Carry out effective persona research

1. Create a spreadsheet and add data about all past and current customers who have made at least one purchase. Use information from email lists, invoice records, shipping records, and lists from your sales or phone team.

Include and combine as much data as possible for each customer, including: Demographic information like customer’s gender, age, salary, and job role. Geographic information. Revenue information like average spend per transaction, and total customer lifetime value. Engagement information like number of visits to your website and average email open rate.

2. Analyze the quantitative data for a clearer picture of similarities and differences across your existing customers.

Look for trends that identify your most profitable or most engaged customer segments. Is there: An age group that is the most profitable for you? A geographic region that’s most engaged?

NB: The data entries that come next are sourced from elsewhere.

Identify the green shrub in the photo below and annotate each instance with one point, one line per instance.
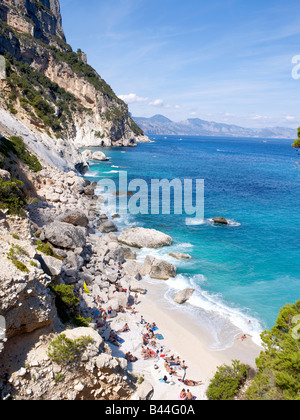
(15, 251)
(278, 365)
(11, 197)
(66, 294)
(65, 302)
(47, 250)
(227, 381)
(16, 146)
(63, 350)
(20, 266)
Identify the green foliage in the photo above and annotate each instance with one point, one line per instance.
(16, 146)
(51, 103)
(63, 350)
(20, 150)
(86, 71)
(66, 294)
(66, 302)
(12, 255)
(227, 381)
(79, 321)
(11, 197)
(47, 250)
(296, 143)
(135, 128)
(278, 375)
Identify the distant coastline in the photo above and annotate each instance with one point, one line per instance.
(160, 125)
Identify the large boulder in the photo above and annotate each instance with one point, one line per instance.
(64, 235)
(133, 269)
(180, 256)
(144, 238)
(100, 156)
(5, 175)
(159, 269)
(108, 227)
(183, 296)
(74, 217)
(220, 221)
(52, 266)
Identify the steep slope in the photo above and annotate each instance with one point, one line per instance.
(160, 125)
(51, 90)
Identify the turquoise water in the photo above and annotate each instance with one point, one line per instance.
(242, 272)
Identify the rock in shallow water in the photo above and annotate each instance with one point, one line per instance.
(144, 238)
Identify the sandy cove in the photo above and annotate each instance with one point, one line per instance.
(183, 337)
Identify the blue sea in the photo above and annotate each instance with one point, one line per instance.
(243, 273)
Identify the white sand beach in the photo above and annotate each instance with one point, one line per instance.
(182, 337)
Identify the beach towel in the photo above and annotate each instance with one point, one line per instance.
(85, 288)
(159, 337)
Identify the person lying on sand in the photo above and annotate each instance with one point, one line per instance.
(124, 329)
(170, 370)
(177, 361)
(149, 354)
(133, 311)
(114, 339)
(183, 365)
(183, 394)
(189, 382)
(109, 312)
(170, 359)
(130, 358)
(189, 396)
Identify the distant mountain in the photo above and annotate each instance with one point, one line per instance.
(160, 125)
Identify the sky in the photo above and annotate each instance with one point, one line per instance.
(229, 61)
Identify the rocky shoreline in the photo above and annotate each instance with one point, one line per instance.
(66, 217)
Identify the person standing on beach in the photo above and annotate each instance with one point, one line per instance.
(189, 395)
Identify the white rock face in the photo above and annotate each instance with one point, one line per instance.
(144, 238)
(159, 269)
(100, 156)
(183, 296)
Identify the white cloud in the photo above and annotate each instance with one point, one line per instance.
(160, 103)
(132, 98)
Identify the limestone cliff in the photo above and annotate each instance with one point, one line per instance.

A certain job seniority level that’s common across your audience? If you’re dealing with a mass amount of data, make your spreadsheet of information easier to scan by: Sorting columns of demographic data to quickly see how many of each specific subset you have. Inserting a pivot table to quickly summarize, sort, count and generate averages for data in your table. This can quickly highlight triggers and pain points. For example, track the number of times a specific word or phrase is used in customer comments using the Excel function COUNTIF. =COUNTIF(A2:A12,"delivery") would tell you how many times the word delivery was used in cells A2 through A12.

3. Collect qualitative data via customer interviews and surveys to discover needs, desires, likes, and dislikes.

Reach out to your most engaged customers to learn what they like about your brand, product, or service, using: Online surveys like post-purchase exit surveys and email surveys. Online interviews. Phone interviews. In-person interviews. Ask open-ended questions, such as: When did you realize you needed a product/solution/service like ours? What problems were you trying to solve? What brands, products, or services did you consider before choosing us? What worries or doubts did you have before purchasing?

4. Conduct phone interviews with your ideal customers or target audience to understand their motivations, pain points, and what information they say they need in order to make a decision.

This creates a more organic context that allows people to share their thoughts and ideas outside the constraints of a form survey. Listening to these customer calls can help you better understand their personal customer journey. For the best results: Reach out to current customers who represent the type of customer you want to target. Explain that you want to chat with them about their reasons for buying from you. Make it clear that this will not be a sales or marketing call. Gain their consent to be interviewed and recorded, for example, offering a gift card or free product can help incentivize their consent. Keep the phone call short, and take both written notes and audio recordings. After collecting basic demographic data, such as their role in the company, their age and gender, and their experience in the industry, start digging into the why. Ask, What is your biggest challenge in your role? Let them share openly about their pain points and obstacles, and continue asking probing questions that get into the why behind their decision to buy your product or service.

5. Combine key points from the quantitative data and qualitative data into a few core high-opportunity personas.

Every industry and individual business is unique, but you’ll likely see a few trends: A certain type of enthusiastic prospect. A certain type of reluctant prospect. An individual who initially didn’t know they needed help. An individual who was using a competing product/service and switched to you. Fill out each persona with as much information and examples from your data as possible.

6. Align your marketing to appeal to the pain points and preferences of your customer personas.

Every single piece of collateral in your conversion funnels, website, emails, and other marketing pieces should speak to your personas and address their possible paint points. Common example pain points include: Financial pain points, like sales numbers or budgets on the customer’s end. Convenience pain points.  Website navigation pain points. Product cost pain points. Checkout pain points. Confidence pain points. If a pain point comes up a lot for your target personas, address it by: Fixing UX, navigation, documentation, and other creative assets that might be unclear or confusing. Using testimonials, screenshots, and other tools to address how easy your tool is to use, or how effective it is. Addressing financial or cost pain points by showing the value of your product and why its price is competitive.

7. Continue to collect customer information, conduct interviews, and update your personas and marketing accordingly.